Two shiny, new and delightfully unpatched Mac systems were sitting ducks at the CanSecWest security conference on April 19, while top-notch hackers were clustered in hotel rooms, frantically trying to remotely pwn the systems before the show organizers had a chance to apply 25 patches Apple released on the same day.
Apple released the security patches for Mac OS X and then made a beeline to the phone to inform the organizers of CanSecWest, where, as Apple was well aware, a “pwn-2-own” contest was ongoing.
To the dismay of conference hackers, CanSecWest organizers beat them to the punch, patching the systems before they were pwned.
(Pwn is a slang term; Wikipedia defines it thus: “…’to compromise’ or ‘to control’, specifically another computer [server or PC], web site, gateway device, or application; it is synonymous with one of the definitions of hacking. An outside party who has ‘owned’ or ‘pwned’ a system has obtained unauthorized administrative control of the system.” Wikipedia notes that the term is used primarily in the gaming culture, where it is sometimes used for taunting enemies and rubbing in victories; Wikipedia fails to note, however, that the same gleeful needling is employed in hacking circles.)

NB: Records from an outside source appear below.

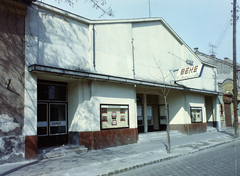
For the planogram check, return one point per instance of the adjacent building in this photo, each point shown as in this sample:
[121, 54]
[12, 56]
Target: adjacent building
[99, 83]
[12, 79]
[225, 85]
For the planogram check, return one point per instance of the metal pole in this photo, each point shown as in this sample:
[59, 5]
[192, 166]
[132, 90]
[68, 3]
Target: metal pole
[235, 72]
[168, 135]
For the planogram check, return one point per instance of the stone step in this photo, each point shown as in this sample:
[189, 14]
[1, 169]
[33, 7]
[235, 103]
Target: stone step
[60, 151]
[211, 129]
[159, 135]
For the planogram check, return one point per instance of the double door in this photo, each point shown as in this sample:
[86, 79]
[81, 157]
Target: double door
[52, 124]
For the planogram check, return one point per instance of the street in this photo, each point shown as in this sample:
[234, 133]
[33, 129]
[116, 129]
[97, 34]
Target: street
[220, 160]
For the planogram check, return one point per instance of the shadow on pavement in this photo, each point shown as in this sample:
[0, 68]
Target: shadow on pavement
[224, 132]
[18, 168]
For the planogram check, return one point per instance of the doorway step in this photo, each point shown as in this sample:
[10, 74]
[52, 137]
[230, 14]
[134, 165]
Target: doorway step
[60, 151]
[157, 136]
[211, 129]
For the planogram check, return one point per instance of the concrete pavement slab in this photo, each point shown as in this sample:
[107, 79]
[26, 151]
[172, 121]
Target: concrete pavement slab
[117, 159]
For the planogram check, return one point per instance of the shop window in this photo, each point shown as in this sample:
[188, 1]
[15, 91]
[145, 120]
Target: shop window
[196, 114]
[139, 116]
[114, 116]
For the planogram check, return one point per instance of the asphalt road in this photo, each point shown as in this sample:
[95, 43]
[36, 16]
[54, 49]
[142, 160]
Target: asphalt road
[218, 161]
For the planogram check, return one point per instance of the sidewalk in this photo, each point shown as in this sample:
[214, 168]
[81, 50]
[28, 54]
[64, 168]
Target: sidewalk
[119, 159]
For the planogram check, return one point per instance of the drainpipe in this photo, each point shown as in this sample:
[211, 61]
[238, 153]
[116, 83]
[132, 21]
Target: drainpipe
[94, 63]
[145, 113]
[133, 59]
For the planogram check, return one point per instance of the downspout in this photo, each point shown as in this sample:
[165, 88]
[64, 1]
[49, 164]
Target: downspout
[133, 59]
[94, 62]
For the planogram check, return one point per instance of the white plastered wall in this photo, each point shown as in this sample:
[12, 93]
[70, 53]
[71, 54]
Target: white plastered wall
[30, 94]
[179, 106]
[85, 98]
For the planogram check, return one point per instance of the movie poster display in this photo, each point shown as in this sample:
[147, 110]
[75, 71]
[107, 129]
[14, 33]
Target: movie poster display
[114, 116]
[196, 115]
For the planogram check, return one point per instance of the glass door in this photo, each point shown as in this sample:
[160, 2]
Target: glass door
[57, 119]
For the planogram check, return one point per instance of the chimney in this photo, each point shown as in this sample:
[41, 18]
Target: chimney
[196, 49]
[226, 59]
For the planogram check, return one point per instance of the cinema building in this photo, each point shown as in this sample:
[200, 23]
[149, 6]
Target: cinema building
[101, 83]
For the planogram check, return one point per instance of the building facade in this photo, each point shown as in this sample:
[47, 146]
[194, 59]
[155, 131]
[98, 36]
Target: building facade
[225, 85]
[100, 83]
[12, 83]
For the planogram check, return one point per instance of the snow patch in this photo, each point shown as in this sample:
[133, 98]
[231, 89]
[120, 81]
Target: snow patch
[7, 124]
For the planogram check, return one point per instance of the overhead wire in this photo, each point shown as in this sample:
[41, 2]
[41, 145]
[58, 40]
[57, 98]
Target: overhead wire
[223, 32]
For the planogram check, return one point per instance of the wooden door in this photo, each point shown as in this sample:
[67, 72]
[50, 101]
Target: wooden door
[227, 110]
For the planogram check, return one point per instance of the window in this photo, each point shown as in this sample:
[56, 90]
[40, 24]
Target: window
[114, 116]
[196, 114]
[139, 116]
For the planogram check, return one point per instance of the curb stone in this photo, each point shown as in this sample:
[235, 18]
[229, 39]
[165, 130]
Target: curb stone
[163, 159]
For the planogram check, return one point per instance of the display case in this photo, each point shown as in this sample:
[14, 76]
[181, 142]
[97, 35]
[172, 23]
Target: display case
[139, 116]
[196, 114]
[114, 116]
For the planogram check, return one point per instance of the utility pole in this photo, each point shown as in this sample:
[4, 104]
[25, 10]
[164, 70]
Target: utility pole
[236, 133]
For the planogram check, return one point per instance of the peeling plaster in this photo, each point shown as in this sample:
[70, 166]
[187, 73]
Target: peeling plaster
[7, 124]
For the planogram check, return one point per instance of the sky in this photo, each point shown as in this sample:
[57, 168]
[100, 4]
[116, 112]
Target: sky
[200, 23]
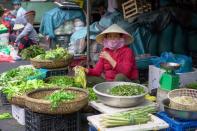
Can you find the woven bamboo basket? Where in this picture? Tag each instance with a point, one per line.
(36, 103)
(30, 16)
(18, 100)
(51, 64)
(183, 92)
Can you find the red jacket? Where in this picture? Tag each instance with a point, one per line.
(125, 64)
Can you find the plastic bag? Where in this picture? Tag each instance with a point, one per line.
(184, 61)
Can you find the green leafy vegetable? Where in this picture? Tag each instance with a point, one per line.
(80, 76)
(5, 116)
(31, 52)
(21, 87)
(56, 54)
(62, 81)
(126, 90)
(60, 96)
(18, 74)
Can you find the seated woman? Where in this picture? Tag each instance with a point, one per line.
(116, 61)
(25, 34)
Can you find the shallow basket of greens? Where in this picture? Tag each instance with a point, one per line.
(120, 94)
(52, 59)
(56, 100)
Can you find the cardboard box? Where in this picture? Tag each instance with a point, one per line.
(155, 74)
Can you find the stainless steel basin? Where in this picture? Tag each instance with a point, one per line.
(183, 115)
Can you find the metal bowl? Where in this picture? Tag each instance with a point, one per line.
(179, 114)
(118, 101)
(170, 66)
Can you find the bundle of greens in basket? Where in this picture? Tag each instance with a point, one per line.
(21, 74)
(32, 52)
(57, 54)
(18, 88)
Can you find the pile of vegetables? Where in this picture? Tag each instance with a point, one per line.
(18, 74)
(18, 88)
(31, 52)
(56, 54)
(126, 90)
(62, 81)
(134, 117)
(66, 81)
(60, 96)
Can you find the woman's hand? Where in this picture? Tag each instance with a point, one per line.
(107, 56)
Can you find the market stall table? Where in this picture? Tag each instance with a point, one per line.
(155, 124)
(107, 109)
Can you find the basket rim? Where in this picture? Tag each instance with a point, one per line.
(183, 89)
(42, 101)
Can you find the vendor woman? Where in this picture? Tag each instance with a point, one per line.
(116, 61)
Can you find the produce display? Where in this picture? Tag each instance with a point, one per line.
(18, 74)
(126, 90)
(31, 52)
(192, 85)
(80, 76)
(134, 117)
(60, 96)
(66, 81)
(185, 100)
(4, 116)
(56, 54)
(19, 88)
(62, 81)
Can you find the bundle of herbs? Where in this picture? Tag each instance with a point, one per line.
(134, 117)
(62, 81)
(60, 96)
(56, 54)
(18, 88)
(31, 52)
(18, 74)
(126, 90)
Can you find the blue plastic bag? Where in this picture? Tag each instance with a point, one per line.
(183, 60)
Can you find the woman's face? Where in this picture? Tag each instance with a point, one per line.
(113, 36)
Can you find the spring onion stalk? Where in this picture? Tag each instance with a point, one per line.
(133, 117)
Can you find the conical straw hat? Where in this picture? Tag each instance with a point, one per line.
(114, 29)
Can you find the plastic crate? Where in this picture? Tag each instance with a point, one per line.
(42, 122)
(42, 74)
(57, 72)
(178, 125)
(4, 99)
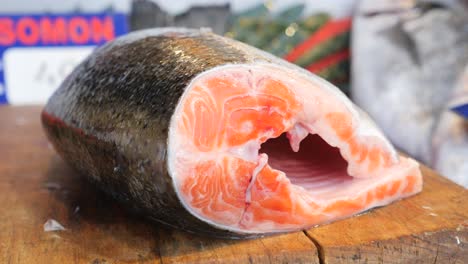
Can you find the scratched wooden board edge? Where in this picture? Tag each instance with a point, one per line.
(444, 246)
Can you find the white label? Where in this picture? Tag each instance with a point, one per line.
(33, 74)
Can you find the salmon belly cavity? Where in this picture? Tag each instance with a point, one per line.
(258, 148)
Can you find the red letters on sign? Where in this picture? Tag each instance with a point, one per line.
(27, 31)
(31, 31)
(53, 31)
(7, 36)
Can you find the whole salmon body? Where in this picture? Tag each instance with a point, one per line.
(212, 136)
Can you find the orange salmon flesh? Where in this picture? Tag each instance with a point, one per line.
(256, 148)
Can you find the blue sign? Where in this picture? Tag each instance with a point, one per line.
(38, 51)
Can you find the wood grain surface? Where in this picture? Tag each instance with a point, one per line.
(36, 185)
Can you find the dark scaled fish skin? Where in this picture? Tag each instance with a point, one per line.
(109, 119)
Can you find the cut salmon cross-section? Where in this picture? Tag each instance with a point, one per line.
(256, 148)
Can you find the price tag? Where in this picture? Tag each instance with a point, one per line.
(33, 74)
(38, 51)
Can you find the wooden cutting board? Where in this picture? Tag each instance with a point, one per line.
(36, 185)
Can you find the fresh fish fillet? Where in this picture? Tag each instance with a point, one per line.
(212, 136)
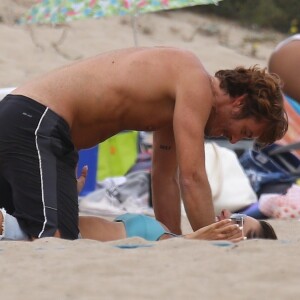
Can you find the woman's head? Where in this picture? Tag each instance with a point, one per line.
(253, 229)
(263, 99)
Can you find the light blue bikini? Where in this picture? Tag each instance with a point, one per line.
(135, 225)
(142, 226)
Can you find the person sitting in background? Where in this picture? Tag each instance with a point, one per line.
(138, 225)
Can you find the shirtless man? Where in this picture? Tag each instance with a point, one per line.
(166, 90)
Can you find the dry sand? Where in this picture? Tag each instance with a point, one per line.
(173, 269)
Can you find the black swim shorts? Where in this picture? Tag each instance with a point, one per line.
(37, 168)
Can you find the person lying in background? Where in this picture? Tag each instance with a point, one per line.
(138, 225)
(130, 225)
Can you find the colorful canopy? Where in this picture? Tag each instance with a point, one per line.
(61, 11)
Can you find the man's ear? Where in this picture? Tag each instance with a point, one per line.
(238, 102)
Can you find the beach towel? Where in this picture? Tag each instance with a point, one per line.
(230, 186)
(282, 206)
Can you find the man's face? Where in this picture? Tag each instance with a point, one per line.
(252, 228)
(235, 129)
(224, 122)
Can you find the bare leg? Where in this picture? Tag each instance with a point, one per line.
(99, 229)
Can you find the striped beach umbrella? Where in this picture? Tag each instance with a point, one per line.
(62, 11)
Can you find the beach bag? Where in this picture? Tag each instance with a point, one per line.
(117, 154)
(262, 168)
(229, 184)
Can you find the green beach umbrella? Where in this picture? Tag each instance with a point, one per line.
(61, 11)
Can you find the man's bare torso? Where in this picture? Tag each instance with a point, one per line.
(126, 89)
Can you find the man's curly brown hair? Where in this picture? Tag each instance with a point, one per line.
(263, 99)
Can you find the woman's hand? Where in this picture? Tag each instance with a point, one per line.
(222, 230)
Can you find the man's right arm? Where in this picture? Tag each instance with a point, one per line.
(165, 188)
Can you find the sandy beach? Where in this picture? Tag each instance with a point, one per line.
(173, 269)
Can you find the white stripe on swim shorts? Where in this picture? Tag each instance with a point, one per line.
(41, 172)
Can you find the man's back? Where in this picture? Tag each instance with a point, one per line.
(126, 89)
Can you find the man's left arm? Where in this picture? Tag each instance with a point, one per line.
(194, 102)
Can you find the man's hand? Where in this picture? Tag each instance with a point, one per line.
(81, 179)
(222, 230)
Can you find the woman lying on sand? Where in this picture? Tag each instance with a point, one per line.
(129, 225)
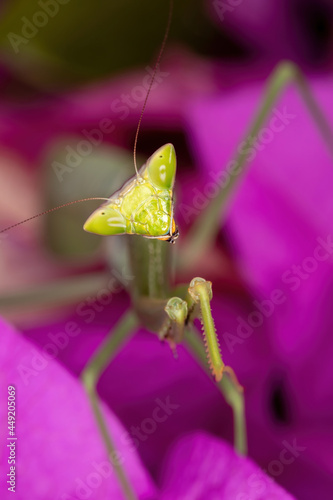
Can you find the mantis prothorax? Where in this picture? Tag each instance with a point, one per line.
(143, 208)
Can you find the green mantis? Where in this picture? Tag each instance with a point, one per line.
(142, 211)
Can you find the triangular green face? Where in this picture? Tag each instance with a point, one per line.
(144, 205)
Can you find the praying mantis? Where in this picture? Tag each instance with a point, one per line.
(143, 210)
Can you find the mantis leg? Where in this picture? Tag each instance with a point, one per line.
(205, 228)
(182, 313)
(90, 376)
(231, 393)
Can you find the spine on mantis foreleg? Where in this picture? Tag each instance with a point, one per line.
(201, 293)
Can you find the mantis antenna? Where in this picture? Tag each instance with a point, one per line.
(48, 211)
(166, 34)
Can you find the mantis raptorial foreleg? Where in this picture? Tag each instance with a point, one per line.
(181, 314)
(206, 226)
(90, 376)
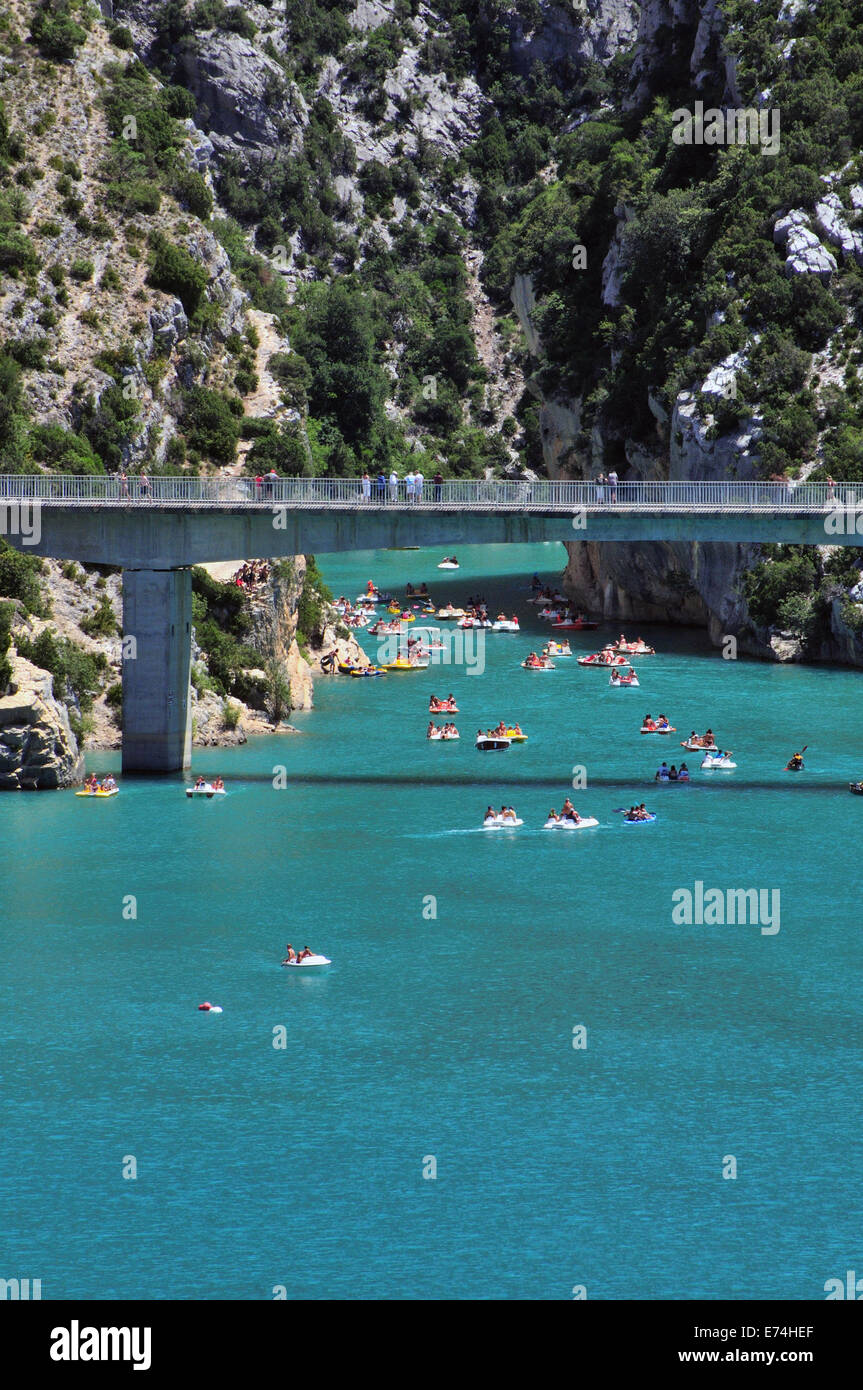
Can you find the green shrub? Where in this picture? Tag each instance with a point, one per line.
(6, 637)
(191, 189)
(54, 31)
(63, 451)
(210, 424)
(231, 715)
(20, 578)
(134, 196)
(177, 273)
(100, 622)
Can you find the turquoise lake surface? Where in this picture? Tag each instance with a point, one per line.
(446, 1037)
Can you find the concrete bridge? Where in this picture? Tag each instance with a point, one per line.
(156, 528)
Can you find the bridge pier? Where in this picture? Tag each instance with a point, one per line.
(156, 670)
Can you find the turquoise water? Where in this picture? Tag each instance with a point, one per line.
(449, 1036)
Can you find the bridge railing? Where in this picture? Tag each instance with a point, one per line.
(539, 495)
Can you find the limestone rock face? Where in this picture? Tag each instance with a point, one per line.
(38, 748)
(242, 89)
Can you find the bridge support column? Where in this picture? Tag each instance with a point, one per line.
(156, 669)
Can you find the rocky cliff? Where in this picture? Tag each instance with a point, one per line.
(38, 748)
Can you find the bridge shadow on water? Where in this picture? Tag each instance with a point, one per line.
(521, 780)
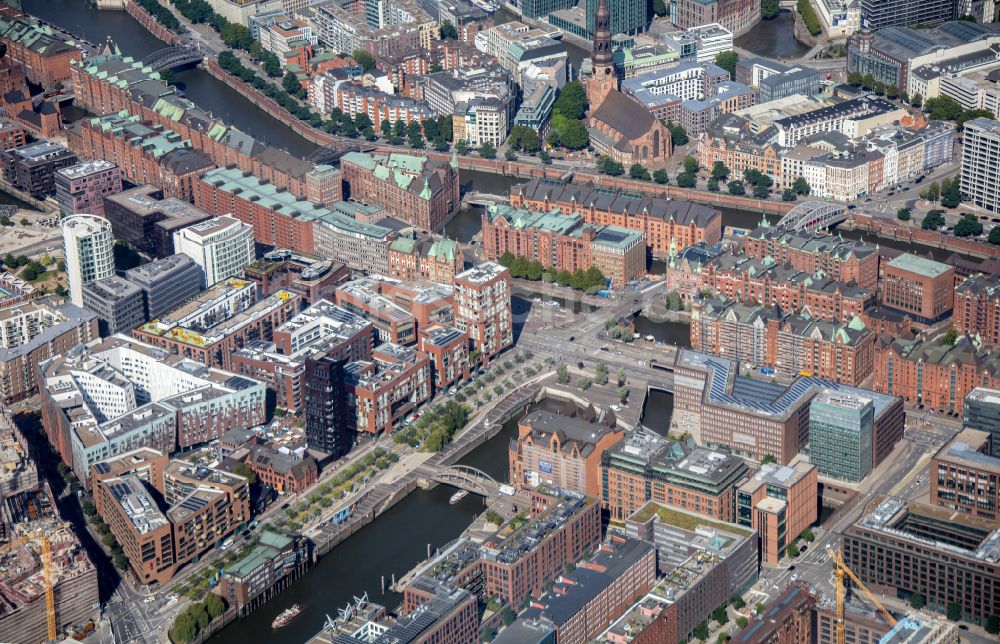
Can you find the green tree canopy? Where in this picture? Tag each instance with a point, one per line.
(246, 472)
(686, 180)
(364, 59)
(968, 226)
(237, 36)
(968, 115)
(572, 101)
(574, 136)
(678, 135)
(524, 138)
(727, 60)
(448, 30)
(933, 220)
(639, 172)
(943, 108)
(951, 193)
(214, 605)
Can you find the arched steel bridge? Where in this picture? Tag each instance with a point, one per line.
(813, 215)
(469, 479)
(185, 53)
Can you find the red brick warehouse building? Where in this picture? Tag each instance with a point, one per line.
(110, 84)
(41, 53)
(920, 288)
(564, 243)
(669, 224)
(737, 277)
(146, 153)
(844, 260)
(278, 217)
(977, 307)
(932, 372)
(417, 190)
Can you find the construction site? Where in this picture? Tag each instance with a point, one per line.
(48, 585)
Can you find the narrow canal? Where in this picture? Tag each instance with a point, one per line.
(393, 544)
(773, 38)
(82, 18)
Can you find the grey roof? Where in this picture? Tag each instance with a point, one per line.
(624, 115)
(724, 387)
(682, 212)
(566, 600)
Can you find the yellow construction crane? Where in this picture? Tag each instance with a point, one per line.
(840, 570)
(50, 599)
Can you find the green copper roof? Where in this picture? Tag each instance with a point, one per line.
(443, 248)
(366, 161)
(404, 245)
(407, 162)
(919, 265)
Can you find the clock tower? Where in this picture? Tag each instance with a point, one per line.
(603, 80)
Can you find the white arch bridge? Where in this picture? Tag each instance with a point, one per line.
(463, 477)
(813, 215)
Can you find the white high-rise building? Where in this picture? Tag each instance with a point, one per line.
(981, 163)
(223, 247)
(88, 248)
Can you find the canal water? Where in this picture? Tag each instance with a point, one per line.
(667, 332)
(392, 544)
(657, 410)
(82, 18)
(774, 38)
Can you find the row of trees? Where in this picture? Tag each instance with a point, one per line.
(809, 17)
(230, 63)
(949, 191)
(448, 419)
(590, 280)
(607, 165)
(868, 82)
(568, 129)
(195, 618)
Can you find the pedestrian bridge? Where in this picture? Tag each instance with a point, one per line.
(484, 199)
(465, 478)
(181, 55)
(813, 215)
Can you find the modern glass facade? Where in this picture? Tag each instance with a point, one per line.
(982, 412)
(878, 14)
(840, 435)
(627, 16)
(542, 8)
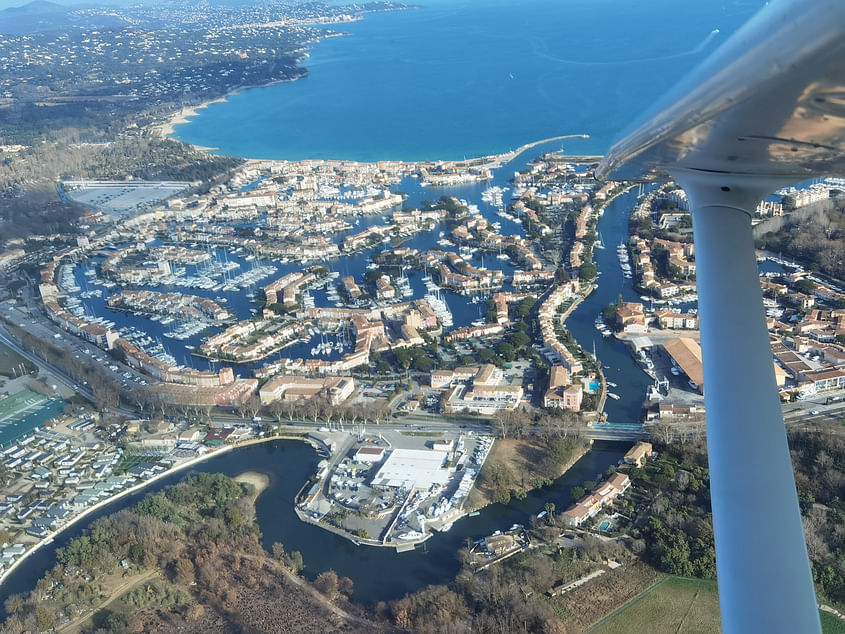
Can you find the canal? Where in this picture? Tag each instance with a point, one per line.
(380, 574)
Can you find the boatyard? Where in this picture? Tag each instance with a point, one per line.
(393, 487)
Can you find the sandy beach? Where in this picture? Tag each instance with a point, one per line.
(183, 116)
(259, 480)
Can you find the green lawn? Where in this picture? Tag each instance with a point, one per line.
(680, 606)
(677, 606)
(10, 359)
(19, 402)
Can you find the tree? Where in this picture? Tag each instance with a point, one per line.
(327, 583)
(46, 618)
(296, 561)
(485, 355)
(588, 271)
(561, 275)
(805, 286)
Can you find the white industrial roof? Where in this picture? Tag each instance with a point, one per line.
(412, 469)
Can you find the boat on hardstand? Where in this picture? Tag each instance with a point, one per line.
(411, 535)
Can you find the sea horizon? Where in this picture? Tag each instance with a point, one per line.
(407, 85)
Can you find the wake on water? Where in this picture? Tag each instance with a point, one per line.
(546, 55)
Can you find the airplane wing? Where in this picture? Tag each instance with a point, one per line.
(767, 109)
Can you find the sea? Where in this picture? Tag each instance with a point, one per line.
(456, 78)
(447, 80)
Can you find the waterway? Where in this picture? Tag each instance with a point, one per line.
(378, 573)
(621, 369)
(472, 77)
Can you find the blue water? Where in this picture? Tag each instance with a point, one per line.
(378, 573)
(22, 425)
(473, 77)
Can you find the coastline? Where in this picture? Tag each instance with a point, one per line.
(133, 489)
(167, 128)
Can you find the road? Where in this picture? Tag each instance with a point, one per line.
(794, 413)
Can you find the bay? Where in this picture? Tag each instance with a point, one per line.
(473, 77)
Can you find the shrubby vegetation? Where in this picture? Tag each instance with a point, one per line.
(815, 237)
(195, 551)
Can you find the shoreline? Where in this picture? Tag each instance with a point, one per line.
(167, 128)
(50, 537)
(260, 481)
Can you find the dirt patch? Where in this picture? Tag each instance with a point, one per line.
(584, 606)
(527, 462)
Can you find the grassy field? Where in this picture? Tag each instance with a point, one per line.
(679, 606)
(18, 402)
(10, 359)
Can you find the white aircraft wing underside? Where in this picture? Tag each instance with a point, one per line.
(770, 101)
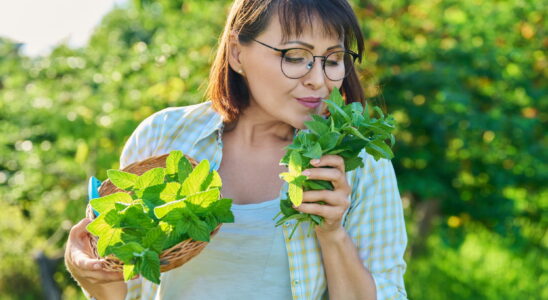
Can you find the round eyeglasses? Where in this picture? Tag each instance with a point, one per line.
(297, 62)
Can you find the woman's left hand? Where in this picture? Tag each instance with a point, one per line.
(337, 201)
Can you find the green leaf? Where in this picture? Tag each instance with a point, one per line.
(172, 162)
(110, 239)
(295, 194)
(170, 192)
(314, 152)
(337, 111)
(127, 252)
(106, 203)
(383, 148)
(319, 185)
(200, 202)
(163, 210)
(212, 180)
(135, 217)
(121, 179)
(150, 268)
(130, 271)
(149, 178)
(193, 182)
(329, 141)
(353, 163)
(286, 176)
(295, 163)
(154, 239)
(355, 132)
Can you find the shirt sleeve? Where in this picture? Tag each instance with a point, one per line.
(376, 225)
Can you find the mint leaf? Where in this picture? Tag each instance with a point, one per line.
(200, 202)
(130, 271)
(127, 251)
(121, 179)
(295, 163)
(135, 217)
(150, 267)
(106, 203)
(149, 178)
(295, 194)
(314, 152)
(163, 210)
(154, 239)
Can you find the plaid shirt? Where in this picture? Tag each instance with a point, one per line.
(374, 220)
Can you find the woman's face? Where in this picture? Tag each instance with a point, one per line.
(273, 95)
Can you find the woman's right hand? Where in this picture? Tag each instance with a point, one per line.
(88, 270)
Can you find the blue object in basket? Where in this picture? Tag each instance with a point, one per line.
(93, 190)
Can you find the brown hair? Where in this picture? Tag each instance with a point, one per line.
(227, 89)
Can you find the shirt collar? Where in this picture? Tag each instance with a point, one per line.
(214, 124)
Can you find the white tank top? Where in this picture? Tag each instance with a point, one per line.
(247, 259)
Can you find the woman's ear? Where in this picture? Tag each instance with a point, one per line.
(234, 53)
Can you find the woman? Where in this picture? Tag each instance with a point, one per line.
(261, 93)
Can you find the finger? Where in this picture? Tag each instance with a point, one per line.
(337, 177)
(316, 209)
(84, 261)
(103, 276)
(330, 160)
(327, 196)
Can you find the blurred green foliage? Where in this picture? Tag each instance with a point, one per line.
(466, 81)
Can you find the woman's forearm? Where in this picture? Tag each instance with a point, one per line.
(105, 291)
(347, 278)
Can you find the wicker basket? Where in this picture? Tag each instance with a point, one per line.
(170, 258)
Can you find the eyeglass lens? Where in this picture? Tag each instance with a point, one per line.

Winners of the pwn-2-own contest take home either a 2.3Ghz 15″ Macbook Pro, for which they have to gain remote access as a default user, or a 2.3Ghz 17″ Macbook Pro if they remotely gain administrative rights and dig out a file at root level. As HD Moore and other famed hackers noted, however, the value of the systems isn’t near what a hacker could get by selling a Mac zero-day vulnerability. Therefore, a representative from TippingPoint announced on Thursday that the jackpot had been sweetened by a cash award of $10,000.